Proudly the tribe reigned over deserts white with sand and spotted with black pools of oil.
Although
war had been thrust upon them since the grey dawn of history, until
peace was a fleeting memory, among their number had lived
mathematicians, astronomers, scientists and librarians -- who had saved
the foundations of the Edifice of Man.
Yet, when Man learned to
transmute the black oil into gold, and when the hearts of many claimed
the garden from which all men arose, the land and the tribe were torn
with strife 'ere unseen.
Two youths lived in that place and that time.
The
first youth grew to hate all who, long before, had oppressed and driven
out his people. Hearing the cries of zealous religious scholars for
jihad, one sunrise after prayers he said to himself, "I will do as my
scholars preach, for surely they know best, while I know so little."
Imitating so many before him, he strapped on a bomb and blew himself up inside a schoolyard, killing the children of his enemy.
Following the way of Taqlid to his murderous death, his face, in its last moment, was sadly alight with expectation.
The
second youth also grew to hate his people's lot, yet saw the children
of his oppressors in a different light -- as people like him, trapped by
both circumstance and belief.
Whenever hatred and the call to jihad
surged in his breast, he recalled the terror in the faces of not only
their tribe's children but of the children of their enemy, and his
struggle turned inward. He, too, prayed to Allah, but said to himself,
"As the Prophet used the way of 'Aql -- of intellect and mind -- to
restore our tribes to faith, so too must my shoulders carry the weight
of interpreting his teachings; I must use my own intellect and mind."

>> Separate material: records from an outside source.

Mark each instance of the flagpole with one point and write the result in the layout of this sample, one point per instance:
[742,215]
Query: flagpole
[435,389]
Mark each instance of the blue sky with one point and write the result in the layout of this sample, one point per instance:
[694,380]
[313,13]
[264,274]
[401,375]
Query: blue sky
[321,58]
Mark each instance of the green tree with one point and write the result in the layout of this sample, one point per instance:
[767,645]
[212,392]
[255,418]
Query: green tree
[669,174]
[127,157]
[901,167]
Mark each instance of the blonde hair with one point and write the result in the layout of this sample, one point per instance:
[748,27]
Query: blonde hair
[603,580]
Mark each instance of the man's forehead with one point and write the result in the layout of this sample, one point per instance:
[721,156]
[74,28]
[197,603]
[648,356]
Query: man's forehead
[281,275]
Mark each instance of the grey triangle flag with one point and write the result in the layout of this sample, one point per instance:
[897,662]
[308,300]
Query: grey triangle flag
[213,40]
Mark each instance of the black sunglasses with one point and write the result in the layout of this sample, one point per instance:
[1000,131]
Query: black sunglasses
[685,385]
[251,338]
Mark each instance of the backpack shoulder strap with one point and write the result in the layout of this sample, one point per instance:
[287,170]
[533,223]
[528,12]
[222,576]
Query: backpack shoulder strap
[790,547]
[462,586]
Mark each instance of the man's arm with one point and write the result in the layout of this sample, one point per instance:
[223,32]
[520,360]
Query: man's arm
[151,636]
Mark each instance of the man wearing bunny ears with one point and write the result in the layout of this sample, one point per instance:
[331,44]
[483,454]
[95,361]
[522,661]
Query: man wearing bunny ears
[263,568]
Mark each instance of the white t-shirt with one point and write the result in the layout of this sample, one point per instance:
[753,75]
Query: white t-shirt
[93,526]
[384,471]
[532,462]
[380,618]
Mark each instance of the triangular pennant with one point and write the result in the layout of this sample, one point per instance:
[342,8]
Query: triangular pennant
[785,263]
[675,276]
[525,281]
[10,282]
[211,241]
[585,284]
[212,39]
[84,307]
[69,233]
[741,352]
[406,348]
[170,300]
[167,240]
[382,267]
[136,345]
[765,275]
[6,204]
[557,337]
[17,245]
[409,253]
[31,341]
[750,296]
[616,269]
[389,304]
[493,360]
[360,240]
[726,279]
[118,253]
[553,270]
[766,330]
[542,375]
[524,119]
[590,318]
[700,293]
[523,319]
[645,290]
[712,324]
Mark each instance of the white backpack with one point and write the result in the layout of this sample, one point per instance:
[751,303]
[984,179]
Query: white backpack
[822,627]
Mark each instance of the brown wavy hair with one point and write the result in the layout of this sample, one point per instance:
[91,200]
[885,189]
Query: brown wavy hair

"And my ijtihad, my inner struggle, tells me that murdering others is not the way to paradise, either here on earth or in the heavenly presence of Allah."
So
did the second youth start a madrassa, which he named The Lifting of
The Black Stone, to teach ways of peaceful cooperation and non-violent
resistance taught by Abraham, Moses, Buddha, Confucius, Jesus, Muhammad,
Sumayya, Bahá'u'lláh, Gandhi, King, Milk, Romero, Mandela, and Suu Kyi.
And his madrassa gradually restored to his people their once and
future path of logic and questioning -- the only way to transform enemy
into ally; the way of war through peace.
Thus, the true jihad is ijtihad. -- via Irshad Manji
May 3, 2014, excerpt from The Parables of Reason © 2007-2014 (Chapter 2, "Assumption's Denial"), by Frank H. Burton, Executive Director, The Circle of Reason.
Aphorism of the Week
Herding is not the same as leading.
Dedicated in admonishment of Boko Haram's acts of murdering and
raping students, terrorism, and other human rights violations, all in
the name of religious fundamentalism (acts which would be called
"medieval" except for the fact that Muslim society and education was the
most advanced in the world during the actual Medieval era); and in
admonishment of the failure of Nigeria's leaders to create a bulwark
against Boko Haram recruitment, through providing educational and
economic reforms to improve the lives of its rural citizenry.